Supreme Court Rebuffs Ex-Ernst & Young Executive on Tax Shelter Conviction

(Bloomberg) The U.S. Supreme Court turned away an appeal by Robert Coplan, a former Ernst & Young LLP executive convicted of selling illegal tax shelters that cost the federal government as much as $2 billion.

The justices today left intact Coplan’s seven-count conviction and three-year prison sentence.
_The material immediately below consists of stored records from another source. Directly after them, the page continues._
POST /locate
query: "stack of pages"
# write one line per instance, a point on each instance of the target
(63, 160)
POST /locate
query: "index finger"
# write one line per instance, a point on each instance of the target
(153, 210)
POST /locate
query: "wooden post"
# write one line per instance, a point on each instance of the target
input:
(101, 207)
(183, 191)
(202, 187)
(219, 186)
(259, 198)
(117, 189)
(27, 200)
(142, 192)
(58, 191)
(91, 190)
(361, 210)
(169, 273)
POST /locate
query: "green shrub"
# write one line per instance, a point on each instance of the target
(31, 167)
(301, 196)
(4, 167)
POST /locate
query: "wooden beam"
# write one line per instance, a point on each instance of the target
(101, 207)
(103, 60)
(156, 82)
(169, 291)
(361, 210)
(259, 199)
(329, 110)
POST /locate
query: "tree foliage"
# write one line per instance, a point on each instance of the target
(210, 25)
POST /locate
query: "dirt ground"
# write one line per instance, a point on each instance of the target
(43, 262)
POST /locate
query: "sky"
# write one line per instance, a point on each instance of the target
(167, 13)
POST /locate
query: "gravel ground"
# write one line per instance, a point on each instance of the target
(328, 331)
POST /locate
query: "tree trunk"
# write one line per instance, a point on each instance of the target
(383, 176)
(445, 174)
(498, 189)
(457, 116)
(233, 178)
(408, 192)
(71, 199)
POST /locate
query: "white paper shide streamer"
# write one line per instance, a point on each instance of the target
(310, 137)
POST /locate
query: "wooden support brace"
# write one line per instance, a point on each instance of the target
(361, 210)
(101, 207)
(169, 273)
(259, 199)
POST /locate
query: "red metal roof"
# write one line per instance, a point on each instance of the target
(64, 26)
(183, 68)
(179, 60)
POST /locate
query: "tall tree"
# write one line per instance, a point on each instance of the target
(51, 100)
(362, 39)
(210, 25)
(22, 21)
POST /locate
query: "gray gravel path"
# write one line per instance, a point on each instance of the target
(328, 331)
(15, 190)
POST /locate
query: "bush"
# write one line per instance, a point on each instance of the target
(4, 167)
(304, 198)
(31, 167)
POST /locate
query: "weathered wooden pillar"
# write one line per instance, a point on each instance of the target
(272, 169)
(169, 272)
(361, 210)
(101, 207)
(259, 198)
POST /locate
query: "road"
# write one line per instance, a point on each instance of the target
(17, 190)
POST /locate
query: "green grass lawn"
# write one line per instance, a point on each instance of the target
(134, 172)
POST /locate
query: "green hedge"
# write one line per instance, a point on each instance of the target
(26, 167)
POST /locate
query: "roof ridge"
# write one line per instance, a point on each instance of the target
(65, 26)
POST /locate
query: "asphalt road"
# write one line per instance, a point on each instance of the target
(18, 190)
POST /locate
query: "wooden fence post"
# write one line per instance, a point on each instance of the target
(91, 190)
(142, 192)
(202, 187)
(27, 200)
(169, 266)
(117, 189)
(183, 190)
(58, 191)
His appeal, which challenged one of the seven counts, sought to narrow the scope of the federal law that criminalizes conspiracies to defraud the U.S. government.

Coplan, a tax lawyer, is one of four Ernst & Young executives convicted in 2010 for developing and marketing tax shelters sold from 1999 to 2001. Two of the men, Richard Shapiro and Martin Nissenbaum, have since won reversals.

Prosecutors said Coplan also took steps to conceal the shelters from the Internal Revenue Service, lied to the IRS in audits and encouraged clients to do likewise.

In his appeal, Coplan pointed to a 2010 Supreme Court decision that limited the reach of a separate federal fraud law in the case of former Enron Corp. Chief Executive Officer Jeffrey Skilling.

A federal appeals court upheld Coplan’s conviction last year, along with that of Brian Vaughn, a former Ernst & Young accountant.

The case is Coplan v. United States, 12-1299.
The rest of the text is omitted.